Margot Cleveland at the Federalist had posted an explanation of the stunning verdict.

In Wisconsin, Zuckerberg’s money, some $9 million, went “solely to five Democratic strongholds” and the special counsel’s report to the Wisconsin Assembly said those actions violated the ban on bribes.

“Last August, Wisconsin Assembly Speaker Robin Vos authorized the Office of Special Counsel, headed by retired state Supreme Court justice Michael Gableman, to investigate concerns about election integrity and the 2020 election. Gableman delivered an interim report to the state assembly on November 10, 2021,” the Federalist report explained.

Then, “the special counsel provided a second interim report to the state legislative body, noting the report ‘is final in the sense that it provides a list of recommendations with time for the Legislature to act before the close of its session in March.'”

The report, 136 pages, said it was not challenging the certification of the 2020 results in Wisconsin, one of several battleground states that went narrowly for Joe Biden. Its goal, instead, is to recommend ways to avoid another election that results from criminal activity.

Those include:

  • Eliminating the Wisconsin Election Commission, which, in fact, had delivered to elections officials improper instructions for the election.
  • Maintain a single statewide voter registration database and making it available and secure.
  • Establishing oversight procedures for elections.
  • Establishing a process for challenging results.
  • Minimizing “pre-voting,” because that denies citizens their right to observe the process.
  • Allowing the creation of “alternative slates of electors” for challenged races.
  • Providing ways to challenge those certifications.
  • Banning “outside finding” in elections.

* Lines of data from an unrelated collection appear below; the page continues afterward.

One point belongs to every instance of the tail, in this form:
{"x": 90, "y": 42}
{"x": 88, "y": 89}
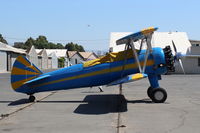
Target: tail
{"x": 23, "y": 70}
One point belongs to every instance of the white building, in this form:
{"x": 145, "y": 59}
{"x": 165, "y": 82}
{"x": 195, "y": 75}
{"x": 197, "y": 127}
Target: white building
{"x": 8, "y": 55}
{"x": 191, "y": 62}
{"x": 52, "y": 60}
{"x": 42, "y": 58}
{"x": 74, "y": 58}
{"x": 58, "y": 54}
{"x": 32, "y": 55}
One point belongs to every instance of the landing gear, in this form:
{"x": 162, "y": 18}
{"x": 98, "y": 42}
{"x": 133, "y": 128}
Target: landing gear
{"x": 149, "y": 91}
{"x": 31, "y": 98}
{"x": 157, "y": 95}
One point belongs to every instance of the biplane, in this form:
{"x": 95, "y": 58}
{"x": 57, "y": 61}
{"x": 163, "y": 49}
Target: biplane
{"x": 115, "y": 68}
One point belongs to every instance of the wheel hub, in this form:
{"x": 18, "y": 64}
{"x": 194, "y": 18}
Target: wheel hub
{"x": 158, "y": 95}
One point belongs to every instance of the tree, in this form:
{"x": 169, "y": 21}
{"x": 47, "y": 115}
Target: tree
{"x": 74, "y": 47}
{"x": 29, "y": 43}
{"x": 3, "y": 40}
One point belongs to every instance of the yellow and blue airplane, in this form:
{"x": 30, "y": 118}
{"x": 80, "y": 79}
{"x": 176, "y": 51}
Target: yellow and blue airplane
{"x": 113, "y": 69}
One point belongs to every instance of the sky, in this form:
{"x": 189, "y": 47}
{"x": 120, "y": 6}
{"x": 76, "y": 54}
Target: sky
{"x": 90, "y": 22}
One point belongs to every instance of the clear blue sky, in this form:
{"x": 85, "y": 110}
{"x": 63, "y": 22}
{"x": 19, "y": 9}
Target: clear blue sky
{"x": 89, "y": 22}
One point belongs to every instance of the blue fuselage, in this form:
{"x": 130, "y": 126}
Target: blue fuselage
{"x": 102, "y": 74}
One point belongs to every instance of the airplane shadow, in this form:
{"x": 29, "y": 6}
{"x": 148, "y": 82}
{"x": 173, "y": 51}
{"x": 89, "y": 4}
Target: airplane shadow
{"x": 93, "y": 104}
{"x": 17, "y": 102}
{"x": 102, "y": 104}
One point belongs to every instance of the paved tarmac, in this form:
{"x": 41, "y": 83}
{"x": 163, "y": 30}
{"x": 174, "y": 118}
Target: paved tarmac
{"x": 87, "y": 110}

“Our state has a deep, progressive history and is suspicious of private entities engaging in governmental activity,” the report said. “Clerk’s offices should be (and in 2020 were) adequately funded by state and federal entities, as appropriate, but outside grants should be disfavored or prohibited, especially where those grants have any conditions on them.”

Regarding Zuckerberg’s money, the OSC report said Milwaukee, Madison, Racine, Kenosha and Green Bay all agreed with the Center for Tech and Civic Life, funded by Zuckerberg, to “facilitate in-person and absentee voting.”

But those agreements “where a city’s election officials receive CTCL or other’s private money to facilitate in-person and absentee voting with a city facially violates Wis. State. 12.11’s prohibition on election bribery…” it said.

The money being handed out by Zuckerberg – outside of any existing campaign funding regulations – was not random, and was for his political purposes, the report says.